Mean of Continuous Bernoulli distribution.

Returns

mean value.

Return type

Tensor

property variance

Variance of Continuous Bernoulli distribution.

Returns

variance value.

Return type

Tensor

sample ( shape=() )

sample¶

Generate Continuous Bernoulli samples of the specified shape. The final shape would be sample_shape + batch_shape.

Parameters

shape (Sequence[int], optional) – Prepended shape of the generated samples.

Returns

Tensor, Sampled data with shape sample_shape + batch_shape.

rsample ( shape=() )

rsample¶

Generate Continuous Bernoulli samples of the specified shape. The final shape would be sample_shape + batch_shape.

Parameters

shape (Sequence[int], optional) – Prepended shape of the generated samples.

Returns

Tensor, Sampled data with shape sample_shape + batch_shape.

log_prob ( value )

log_prob¶

Log probability density function.

Parameters

value (Tensor) – The input tensor.

Returns

log probability. The data type is the same as self.probs.

Return type

Tensor

prob ( value )

prob¶

Probability density function.

Parameters

value (Tensor) – The input tensor.

Returns

probability. The data type is the same as self.probs.

Return type

Tensor

entropy ( )

entropy¶

Shannon entropy in nats.

The entropy is

\[\mathcal{H}(X) = -\log C + \left[ \log (1 - \lambda) -\log \lambda \right] \mathbb{E}(X) - \log(1 - \lambda)\]

In the above equation:

• \(\Omega\): is the support of the distribution.

Returns

Tensor, Shannon entropy of Continuous Bernoulli distribution.

cdf ( value )

cdf¶

Cumulative distribution function

\[\begin{split}{ P(X \le t; \lambda) = F(t;\lambda) = \left\{ \begin{aligned} &t & \text{ if $\lambda = \frac{1}{2}$} \\ &\frac{\lambda^t (1 - \lambda)^{1 - t} + \lambda - 1}{2\lambda - 1} & \text{ otherwise} \end{aligned} \right. }\end{split}\]

Parameters

value (Tensor) – The input tensor.

Returns

quantile of value. The data type is the same as self.probs.

Return type

Tensor

icdf ( value )

icdf¶

Inverse cumulative distribution function

\[\begin{split}{ F^{-1}(x;\lambda) = \left\{ \begin{aligned} &x & \text{ if $\lambda = \frac{1}{2}$} \\ &\frac{\log(1+(\frac{2\lambda - 1}{1 - \lambda})x)}{\log(\frac{\lambda}{1-\lambda})} & \text{ otherwise} \end{aligned} \right. }\end{split}\]

Parameters

value (Tensor) – The input tensor, meaning the quantile.

Returns

the value of the r.v. corresponding to the quantile. The data type is the same as self.probs.

Return type

Tensor

property batch_shape

Returns batch shape of distribution

Returns

batch shape

Return type

Sequence[int]

property event_shape

Returns event shape of distribution

Returns

event shape

Return type

Sequence[int]

kl_divergence ( other ) [source]

kl_divergence¶

The KL-divergence between two Continuous Bernoulli distributions with the same batch_shape.

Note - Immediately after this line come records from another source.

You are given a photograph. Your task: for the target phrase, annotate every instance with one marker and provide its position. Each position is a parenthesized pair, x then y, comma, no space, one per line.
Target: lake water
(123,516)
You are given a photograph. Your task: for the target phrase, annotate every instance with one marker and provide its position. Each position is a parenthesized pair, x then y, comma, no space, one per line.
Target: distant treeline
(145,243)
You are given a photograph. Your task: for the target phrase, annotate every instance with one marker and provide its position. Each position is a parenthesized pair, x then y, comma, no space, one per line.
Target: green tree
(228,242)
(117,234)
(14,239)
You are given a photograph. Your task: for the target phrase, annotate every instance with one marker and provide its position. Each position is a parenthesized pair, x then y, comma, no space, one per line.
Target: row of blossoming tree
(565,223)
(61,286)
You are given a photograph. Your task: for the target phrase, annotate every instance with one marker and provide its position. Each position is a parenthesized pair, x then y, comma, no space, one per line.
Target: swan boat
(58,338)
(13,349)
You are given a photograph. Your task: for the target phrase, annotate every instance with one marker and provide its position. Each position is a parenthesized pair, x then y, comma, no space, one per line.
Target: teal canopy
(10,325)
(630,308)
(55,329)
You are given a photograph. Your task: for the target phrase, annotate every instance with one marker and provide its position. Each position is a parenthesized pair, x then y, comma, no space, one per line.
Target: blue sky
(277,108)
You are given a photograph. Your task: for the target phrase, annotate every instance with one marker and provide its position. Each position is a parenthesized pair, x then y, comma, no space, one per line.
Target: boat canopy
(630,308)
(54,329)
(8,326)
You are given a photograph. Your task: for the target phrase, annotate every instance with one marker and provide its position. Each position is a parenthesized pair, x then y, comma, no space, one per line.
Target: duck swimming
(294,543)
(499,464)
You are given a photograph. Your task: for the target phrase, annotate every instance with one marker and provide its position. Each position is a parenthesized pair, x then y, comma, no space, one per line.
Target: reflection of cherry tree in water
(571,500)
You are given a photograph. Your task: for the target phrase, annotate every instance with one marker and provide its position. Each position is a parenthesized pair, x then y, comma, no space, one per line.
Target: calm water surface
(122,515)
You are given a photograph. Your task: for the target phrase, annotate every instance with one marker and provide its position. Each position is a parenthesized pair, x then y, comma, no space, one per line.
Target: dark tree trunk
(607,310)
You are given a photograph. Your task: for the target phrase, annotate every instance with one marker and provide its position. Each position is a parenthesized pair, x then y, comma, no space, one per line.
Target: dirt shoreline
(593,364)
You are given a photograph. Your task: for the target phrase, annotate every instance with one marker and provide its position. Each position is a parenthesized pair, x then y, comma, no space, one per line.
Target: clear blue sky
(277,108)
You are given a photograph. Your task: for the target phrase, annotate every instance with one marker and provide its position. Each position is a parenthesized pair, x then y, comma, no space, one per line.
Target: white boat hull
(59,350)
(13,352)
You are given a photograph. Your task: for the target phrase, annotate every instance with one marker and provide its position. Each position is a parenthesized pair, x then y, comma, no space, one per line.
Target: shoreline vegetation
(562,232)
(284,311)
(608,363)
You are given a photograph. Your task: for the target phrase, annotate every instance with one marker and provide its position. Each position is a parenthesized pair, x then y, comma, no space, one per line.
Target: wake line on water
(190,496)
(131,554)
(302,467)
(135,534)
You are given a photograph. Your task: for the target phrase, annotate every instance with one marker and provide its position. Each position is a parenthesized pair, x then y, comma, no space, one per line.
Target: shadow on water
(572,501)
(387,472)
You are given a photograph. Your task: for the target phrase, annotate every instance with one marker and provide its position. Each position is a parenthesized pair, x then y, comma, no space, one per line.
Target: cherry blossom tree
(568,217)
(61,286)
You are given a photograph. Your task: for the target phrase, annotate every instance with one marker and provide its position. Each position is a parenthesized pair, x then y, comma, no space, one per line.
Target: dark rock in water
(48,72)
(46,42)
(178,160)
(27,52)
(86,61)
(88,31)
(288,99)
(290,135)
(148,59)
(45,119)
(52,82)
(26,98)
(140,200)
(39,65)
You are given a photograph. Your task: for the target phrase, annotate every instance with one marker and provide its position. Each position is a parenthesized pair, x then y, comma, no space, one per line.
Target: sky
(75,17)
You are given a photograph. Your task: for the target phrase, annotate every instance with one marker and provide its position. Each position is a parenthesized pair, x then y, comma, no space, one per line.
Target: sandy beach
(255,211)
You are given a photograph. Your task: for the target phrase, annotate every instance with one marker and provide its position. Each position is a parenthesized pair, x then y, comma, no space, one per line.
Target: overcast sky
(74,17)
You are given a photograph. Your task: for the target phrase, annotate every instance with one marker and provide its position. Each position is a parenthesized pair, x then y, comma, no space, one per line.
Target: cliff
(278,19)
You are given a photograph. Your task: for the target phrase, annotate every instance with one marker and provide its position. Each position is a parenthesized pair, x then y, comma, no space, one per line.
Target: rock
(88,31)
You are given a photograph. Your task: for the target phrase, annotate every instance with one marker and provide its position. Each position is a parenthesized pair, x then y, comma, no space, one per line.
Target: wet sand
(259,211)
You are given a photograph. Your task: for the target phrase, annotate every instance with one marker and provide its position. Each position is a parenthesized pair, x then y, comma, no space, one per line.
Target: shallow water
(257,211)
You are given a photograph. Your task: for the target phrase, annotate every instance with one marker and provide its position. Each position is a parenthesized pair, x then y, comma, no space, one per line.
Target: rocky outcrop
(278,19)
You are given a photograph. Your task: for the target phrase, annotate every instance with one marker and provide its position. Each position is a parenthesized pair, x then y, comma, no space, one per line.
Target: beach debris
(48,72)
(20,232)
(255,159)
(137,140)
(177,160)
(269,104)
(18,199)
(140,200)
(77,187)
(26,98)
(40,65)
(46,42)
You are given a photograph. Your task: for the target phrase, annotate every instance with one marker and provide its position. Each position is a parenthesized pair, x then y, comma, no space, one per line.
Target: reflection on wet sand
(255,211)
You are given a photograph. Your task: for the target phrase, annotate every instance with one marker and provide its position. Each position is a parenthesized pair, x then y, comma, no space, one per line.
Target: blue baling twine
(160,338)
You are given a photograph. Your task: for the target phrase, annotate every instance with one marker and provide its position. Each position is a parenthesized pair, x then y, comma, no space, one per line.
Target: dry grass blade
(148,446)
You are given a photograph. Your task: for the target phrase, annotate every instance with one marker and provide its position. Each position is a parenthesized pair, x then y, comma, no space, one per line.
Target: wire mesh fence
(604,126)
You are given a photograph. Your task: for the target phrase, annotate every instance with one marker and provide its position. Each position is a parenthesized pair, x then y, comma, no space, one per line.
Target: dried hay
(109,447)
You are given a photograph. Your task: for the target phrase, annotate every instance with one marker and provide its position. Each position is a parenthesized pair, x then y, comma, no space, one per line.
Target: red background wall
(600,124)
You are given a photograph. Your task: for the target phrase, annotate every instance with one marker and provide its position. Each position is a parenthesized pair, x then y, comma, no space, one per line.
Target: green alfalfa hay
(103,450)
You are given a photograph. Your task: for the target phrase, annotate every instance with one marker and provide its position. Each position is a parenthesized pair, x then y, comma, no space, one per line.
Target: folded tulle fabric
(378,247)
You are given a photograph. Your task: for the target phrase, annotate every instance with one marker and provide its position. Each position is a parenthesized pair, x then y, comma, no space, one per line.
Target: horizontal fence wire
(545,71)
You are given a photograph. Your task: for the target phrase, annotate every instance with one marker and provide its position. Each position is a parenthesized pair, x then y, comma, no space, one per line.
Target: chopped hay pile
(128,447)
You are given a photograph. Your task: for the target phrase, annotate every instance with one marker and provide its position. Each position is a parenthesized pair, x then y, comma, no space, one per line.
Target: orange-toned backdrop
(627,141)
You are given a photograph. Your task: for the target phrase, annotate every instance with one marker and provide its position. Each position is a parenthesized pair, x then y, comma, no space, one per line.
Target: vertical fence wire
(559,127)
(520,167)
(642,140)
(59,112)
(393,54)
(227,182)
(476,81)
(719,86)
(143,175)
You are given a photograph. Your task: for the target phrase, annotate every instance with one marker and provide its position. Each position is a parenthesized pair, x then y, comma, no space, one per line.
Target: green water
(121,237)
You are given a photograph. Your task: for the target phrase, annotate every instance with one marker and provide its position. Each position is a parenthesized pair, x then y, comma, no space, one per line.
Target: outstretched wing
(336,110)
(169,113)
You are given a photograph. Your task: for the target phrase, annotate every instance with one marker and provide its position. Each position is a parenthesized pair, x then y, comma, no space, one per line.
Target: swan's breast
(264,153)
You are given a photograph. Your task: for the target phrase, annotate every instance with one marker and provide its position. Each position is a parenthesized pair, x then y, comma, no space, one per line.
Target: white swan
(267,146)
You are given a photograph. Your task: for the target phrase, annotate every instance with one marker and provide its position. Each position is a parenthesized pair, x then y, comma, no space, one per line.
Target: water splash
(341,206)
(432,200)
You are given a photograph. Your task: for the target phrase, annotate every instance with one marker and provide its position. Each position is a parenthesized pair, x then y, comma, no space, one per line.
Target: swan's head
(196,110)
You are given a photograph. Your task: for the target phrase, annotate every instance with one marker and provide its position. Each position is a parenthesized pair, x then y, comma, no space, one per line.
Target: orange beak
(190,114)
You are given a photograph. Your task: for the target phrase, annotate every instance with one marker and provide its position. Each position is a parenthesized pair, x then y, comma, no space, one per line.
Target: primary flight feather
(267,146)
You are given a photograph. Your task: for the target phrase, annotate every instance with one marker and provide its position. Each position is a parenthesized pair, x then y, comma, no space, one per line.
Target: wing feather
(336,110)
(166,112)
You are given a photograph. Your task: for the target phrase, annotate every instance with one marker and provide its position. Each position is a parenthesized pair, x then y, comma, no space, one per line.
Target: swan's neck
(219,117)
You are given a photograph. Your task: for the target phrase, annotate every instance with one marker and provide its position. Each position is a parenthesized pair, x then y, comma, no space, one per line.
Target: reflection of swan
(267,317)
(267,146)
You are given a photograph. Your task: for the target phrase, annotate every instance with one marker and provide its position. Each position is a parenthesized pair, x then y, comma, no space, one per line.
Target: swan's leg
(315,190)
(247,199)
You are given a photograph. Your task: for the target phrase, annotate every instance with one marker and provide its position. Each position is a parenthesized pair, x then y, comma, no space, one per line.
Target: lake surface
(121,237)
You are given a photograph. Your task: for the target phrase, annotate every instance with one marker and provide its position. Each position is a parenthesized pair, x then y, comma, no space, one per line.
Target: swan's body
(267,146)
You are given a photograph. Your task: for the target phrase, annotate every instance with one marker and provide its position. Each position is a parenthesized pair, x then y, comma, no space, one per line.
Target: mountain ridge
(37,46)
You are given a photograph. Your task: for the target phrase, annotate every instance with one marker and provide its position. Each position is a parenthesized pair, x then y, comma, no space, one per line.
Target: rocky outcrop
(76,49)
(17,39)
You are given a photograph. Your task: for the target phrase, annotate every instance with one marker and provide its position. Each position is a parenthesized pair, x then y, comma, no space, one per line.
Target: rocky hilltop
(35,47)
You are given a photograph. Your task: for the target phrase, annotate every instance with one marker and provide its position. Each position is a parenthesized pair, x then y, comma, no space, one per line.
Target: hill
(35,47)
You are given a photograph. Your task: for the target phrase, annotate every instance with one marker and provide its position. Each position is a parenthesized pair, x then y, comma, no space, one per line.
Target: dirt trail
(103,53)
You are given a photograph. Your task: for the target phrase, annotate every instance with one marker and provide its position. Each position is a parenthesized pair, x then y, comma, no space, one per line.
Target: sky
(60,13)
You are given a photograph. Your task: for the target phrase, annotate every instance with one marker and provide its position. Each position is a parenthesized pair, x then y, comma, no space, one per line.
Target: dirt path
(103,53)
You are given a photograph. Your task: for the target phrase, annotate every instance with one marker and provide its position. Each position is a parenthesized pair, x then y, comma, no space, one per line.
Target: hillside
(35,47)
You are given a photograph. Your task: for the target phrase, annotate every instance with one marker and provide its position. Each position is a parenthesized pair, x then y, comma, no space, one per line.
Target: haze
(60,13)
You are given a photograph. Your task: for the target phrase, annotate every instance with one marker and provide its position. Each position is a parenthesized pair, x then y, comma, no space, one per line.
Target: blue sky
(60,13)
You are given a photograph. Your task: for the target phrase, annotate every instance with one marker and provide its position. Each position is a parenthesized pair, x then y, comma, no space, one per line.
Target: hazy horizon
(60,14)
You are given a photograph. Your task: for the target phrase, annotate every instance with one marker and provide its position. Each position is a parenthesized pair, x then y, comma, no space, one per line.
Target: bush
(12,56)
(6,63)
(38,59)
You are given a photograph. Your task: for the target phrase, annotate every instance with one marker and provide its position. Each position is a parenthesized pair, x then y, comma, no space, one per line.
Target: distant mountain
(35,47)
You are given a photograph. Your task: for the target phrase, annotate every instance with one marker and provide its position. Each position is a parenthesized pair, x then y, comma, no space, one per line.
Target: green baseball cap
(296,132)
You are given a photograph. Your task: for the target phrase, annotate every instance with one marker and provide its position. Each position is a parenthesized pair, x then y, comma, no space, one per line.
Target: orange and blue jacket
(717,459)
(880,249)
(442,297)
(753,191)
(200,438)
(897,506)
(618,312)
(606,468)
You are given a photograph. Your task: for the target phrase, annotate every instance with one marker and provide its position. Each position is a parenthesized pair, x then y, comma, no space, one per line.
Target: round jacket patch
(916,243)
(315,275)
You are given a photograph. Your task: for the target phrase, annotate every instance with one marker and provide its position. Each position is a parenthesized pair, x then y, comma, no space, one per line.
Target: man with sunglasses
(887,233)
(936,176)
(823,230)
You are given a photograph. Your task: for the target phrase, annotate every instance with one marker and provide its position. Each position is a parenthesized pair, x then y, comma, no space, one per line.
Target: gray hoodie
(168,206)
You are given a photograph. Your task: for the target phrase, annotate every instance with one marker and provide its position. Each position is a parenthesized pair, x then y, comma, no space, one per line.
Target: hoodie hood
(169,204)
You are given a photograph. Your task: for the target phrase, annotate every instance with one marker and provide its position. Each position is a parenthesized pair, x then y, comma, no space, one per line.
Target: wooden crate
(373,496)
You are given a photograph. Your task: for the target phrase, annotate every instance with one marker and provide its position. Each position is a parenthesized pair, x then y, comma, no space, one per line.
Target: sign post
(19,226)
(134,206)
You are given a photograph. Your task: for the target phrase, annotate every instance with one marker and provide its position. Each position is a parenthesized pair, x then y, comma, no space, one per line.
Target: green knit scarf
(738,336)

The probability density function (pdf) is

\[KL\_divergence(\lambda_1, \lambda_2) = - H - \{\log C_2 + [\log \lambda_2 - \log (1-\lambda_2)] \mathbb{E}_1(X) + \log (1-\lambda_2) \}\]

Parameters

other (ContinuousBernoulli) – instance of Continuous Bernoulli.

Returns

Tensor, kl-divergence between two Continuous Bernoulli distributions.